14.3 All notices under these Terms and Conditions shall be addressed to the most recent address, email address or fax number notified to the other party.
15.1 No waiver by Crossgates of any breach of these Terms and Conditions by the Client shall be considered as a waiver of any subsequent breach of the same or any other provision.
15.2 No failure or delay on the part of either Crossgates or the Client to exercise any right, power or privilege under these Terms and Conditions shall operate as a waiver of, nor shall any single or partial exercise of any such right, power or privilege preclude, any other or further exercise of any other right, power or privilege.
In the event that one or more of these Terms and Conditions is found to be unlawful, invalid or otherwise unenforceable, that / those provisions shall be deemed severed from the remainder of these Terms and Conditions (which shall remain valid and enforceable).
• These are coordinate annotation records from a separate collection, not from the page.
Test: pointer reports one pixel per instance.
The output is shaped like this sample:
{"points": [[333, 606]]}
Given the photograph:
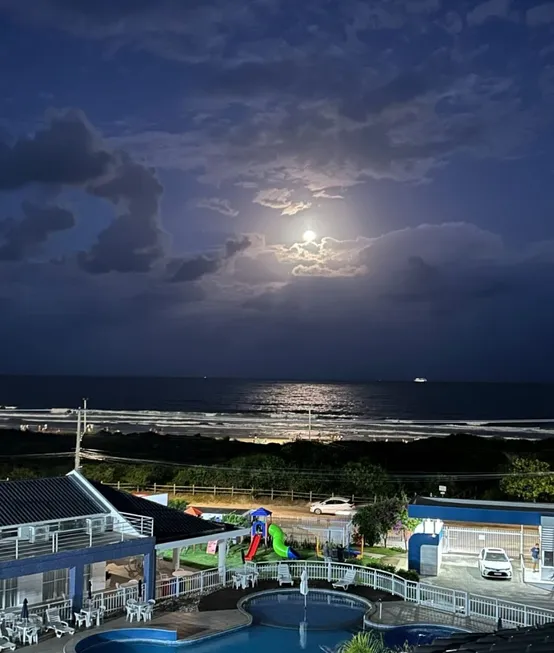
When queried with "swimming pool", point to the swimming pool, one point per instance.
{"points": [[283, 621]]}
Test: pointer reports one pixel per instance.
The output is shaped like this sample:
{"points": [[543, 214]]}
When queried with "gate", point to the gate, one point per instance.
{"points": [[472, 540]]}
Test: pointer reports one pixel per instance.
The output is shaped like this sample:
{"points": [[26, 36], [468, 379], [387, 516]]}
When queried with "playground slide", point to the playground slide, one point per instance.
{"points": [[254, 544], [279, 546]]}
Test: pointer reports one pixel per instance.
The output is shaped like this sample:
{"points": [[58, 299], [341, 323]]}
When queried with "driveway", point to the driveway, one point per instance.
{"points": [[462, 573]]}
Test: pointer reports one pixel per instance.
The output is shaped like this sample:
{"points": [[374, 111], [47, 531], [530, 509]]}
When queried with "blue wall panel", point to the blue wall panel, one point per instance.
{"points": [[416, 541], [475, 515], [76, 558]]}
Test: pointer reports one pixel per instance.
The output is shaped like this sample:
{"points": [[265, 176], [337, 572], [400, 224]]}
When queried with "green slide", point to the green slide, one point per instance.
{"points": [[279, 546]]}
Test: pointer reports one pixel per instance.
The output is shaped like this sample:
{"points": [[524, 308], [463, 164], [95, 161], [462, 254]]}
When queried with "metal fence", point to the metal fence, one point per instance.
{"points": [[472, 540], [442, 599], [214, 491]]}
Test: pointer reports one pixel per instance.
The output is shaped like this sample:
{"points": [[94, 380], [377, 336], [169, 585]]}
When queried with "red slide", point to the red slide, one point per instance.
{"points": [[254, 544]]}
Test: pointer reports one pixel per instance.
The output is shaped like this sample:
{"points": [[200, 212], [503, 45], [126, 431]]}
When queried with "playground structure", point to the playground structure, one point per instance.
{"points": [[261, 520], [279, 545], [263, 529]]}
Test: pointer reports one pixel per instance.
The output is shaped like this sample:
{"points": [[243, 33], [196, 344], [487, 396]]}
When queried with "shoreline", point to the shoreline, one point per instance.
{"points": [[272, 428]]}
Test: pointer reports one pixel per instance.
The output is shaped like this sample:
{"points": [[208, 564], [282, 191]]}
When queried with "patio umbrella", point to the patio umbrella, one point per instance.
{"points": [[304, 633], [25, 610], [304, 624], [304, 585]]}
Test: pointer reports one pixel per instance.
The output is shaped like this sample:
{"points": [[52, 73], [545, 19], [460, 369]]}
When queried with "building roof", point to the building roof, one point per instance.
{"points": [[510, 640], [45, 499], [514, 506], [170, 525], [261, 512]]}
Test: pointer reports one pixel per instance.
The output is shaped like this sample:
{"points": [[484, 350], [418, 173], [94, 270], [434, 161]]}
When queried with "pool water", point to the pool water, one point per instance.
{"points": [[283, 621], [264, 639], [319, 610]]}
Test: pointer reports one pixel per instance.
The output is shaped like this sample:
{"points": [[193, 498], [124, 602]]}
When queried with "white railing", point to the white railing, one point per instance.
{"points": [[63, 605], [439, 598], [114, 601], [143, 525], [99, 531]]}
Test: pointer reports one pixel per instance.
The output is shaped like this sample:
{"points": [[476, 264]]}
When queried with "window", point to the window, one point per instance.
{"points": [[8, 593], [55, 584], [87, 577]]}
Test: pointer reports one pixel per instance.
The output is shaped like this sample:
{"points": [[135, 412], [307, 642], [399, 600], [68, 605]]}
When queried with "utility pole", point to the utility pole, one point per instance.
{"points": [[85, 416], [78, 442]]}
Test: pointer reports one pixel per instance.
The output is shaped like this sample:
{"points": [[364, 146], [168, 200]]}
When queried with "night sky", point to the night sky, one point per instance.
{"points": [[163, 162]]}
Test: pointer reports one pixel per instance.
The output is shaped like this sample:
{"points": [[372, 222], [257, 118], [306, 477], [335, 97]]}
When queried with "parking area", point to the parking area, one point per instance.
{"points": [[461, 572]]}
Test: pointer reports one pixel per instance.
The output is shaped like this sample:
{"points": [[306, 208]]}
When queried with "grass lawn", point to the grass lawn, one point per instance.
{"points": [[384, 551], [199, 559]]}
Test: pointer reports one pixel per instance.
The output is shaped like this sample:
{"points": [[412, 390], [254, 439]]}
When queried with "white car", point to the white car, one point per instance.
{"points": [[332, 506], [494, 563]]}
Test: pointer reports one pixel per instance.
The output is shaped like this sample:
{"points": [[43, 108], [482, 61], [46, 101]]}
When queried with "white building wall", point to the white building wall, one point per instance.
{"points": [[30, 588], [98, 576]]}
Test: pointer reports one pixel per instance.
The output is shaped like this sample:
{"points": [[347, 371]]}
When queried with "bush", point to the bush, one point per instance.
{"points": [[380, 566], [408, 574], [178, 504]]}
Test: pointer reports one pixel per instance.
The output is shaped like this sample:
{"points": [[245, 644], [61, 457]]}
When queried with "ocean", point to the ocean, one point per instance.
{"points": [[280, 409]]}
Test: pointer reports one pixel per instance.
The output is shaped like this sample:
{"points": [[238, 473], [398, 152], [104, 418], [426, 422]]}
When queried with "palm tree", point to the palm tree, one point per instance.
{"points": [[369, 642]]}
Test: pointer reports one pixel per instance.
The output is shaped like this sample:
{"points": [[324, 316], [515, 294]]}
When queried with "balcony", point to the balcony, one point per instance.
{"points": [[30, 540]]}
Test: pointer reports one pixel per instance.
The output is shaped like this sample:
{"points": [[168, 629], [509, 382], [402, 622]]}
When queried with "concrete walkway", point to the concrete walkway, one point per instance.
{"points": [[399, 613], [189, 625]]}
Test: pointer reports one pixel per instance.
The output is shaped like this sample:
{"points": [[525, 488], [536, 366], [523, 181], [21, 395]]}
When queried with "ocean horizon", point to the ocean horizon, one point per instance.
{"points": [[266, 408]]}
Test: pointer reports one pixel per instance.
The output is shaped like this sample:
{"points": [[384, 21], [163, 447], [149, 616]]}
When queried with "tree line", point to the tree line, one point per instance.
{"points": [[359, 468]]}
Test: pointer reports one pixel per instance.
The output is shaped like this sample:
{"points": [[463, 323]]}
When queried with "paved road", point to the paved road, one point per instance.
{"points": [[461, 573]]}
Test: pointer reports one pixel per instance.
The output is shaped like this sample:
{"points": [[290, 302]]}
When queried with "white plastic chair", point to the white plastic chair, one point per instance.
{"points": [[283, 575], [146, 612], [6, 644], [31, 635], [55, 623], [80, 619], [348, 579], [131, 610]]}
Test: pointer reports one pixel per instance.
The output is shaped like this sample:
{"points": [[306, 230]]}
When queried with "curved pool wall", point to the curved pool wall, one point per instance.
{"points": [[144, 634], [359, 607]]}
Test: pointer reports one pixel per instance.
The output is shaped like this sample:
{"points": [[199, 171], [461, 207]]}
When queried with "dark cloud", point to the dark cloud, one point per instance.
{"points": [[19, 238], [233, 247], [218, 205], [195, 268], [66, 151], [132, 242]]}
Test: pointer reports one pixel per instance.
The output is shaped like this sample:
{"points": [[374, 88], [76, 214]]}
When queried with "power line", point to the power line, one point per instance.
{"points": [[313, 474]]}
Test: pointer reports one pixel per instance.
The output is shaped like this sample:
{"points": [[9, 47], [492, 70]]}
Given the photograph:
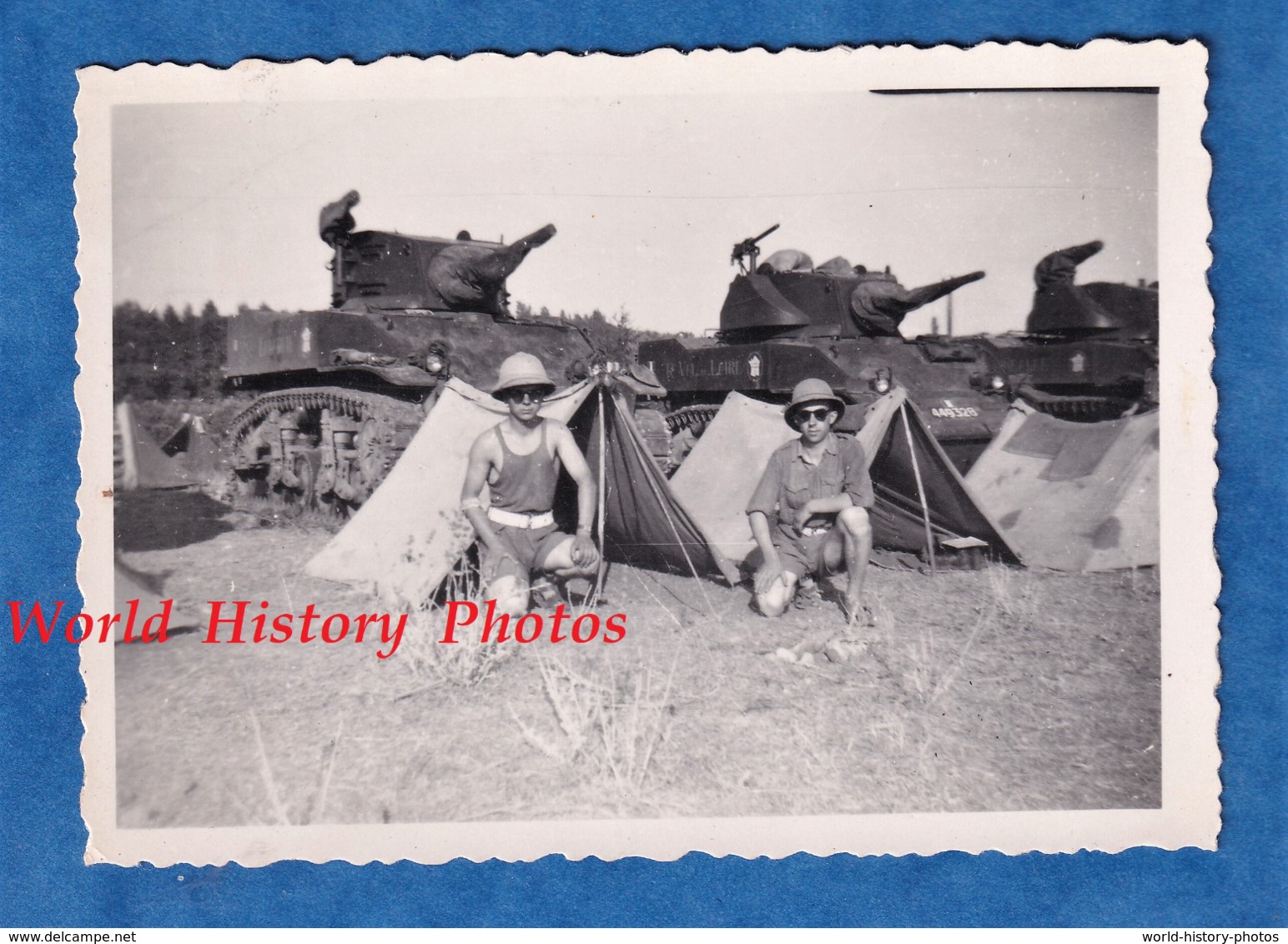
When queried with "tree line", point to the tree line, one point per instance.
{"points": [[169, 354], [615, 334]]}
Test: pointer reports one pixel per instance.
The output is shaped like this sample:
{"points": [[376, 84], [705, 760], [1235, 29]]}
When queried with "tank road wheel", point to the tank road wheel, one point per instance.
{"points": [[325, 449], [304, 495], [371, 459]]}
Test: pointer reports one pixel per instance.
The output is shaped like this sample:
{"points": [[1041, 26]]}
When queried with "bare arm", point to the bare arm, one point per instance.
{"points": [[482, 460], [773, 567]]}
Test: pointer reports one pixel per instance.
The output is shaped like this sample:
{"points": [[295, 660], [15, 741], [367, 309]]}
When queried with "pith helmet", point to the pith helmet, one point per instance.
{"points": [[522, 369], [812, 390]]}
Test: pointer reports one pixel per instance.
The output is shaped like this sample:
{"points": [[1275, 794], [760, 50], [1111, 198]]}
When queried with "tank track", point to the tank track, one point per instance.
{"points": [[1082, 409], [319, 449], [686, 418]]}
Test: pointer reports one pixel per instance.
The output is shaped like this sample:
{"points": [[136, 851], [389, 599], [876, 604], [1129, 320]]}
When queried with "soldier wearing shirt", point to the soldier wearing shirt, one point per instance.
{"points": [[809, 511]]}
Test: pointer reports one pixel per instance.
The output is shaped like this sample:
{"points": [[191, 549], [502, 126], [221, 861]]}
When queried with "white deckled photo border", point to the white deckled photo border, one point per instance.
{"points": [[1190, 813]]}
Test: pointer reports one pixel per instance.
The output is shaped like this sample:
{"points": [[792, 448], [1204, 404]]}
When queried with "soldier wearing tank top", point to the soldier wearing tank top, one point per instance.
{"points": [[520, 460]]}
Nothing in these Terms and Conditions shall affect the Client’s statutory rights as a consumer.
18.1 These Terms and Conditions (including any non-contractual matters and obligations arising therefrom or associated therewith) shall be governed by, and construed in accordance with, the laws of England and Wales.
18.2 Any dispute, controversy, proceedings or claim between Crossgates and the Client relating to these Terms and Conditions (including any non-contractual matters and obligations arising therefrom or associated therewith) shall fall within the jurisdiction of the Landgericht Düsseldorf, Kammer für Handelssachen, Germany.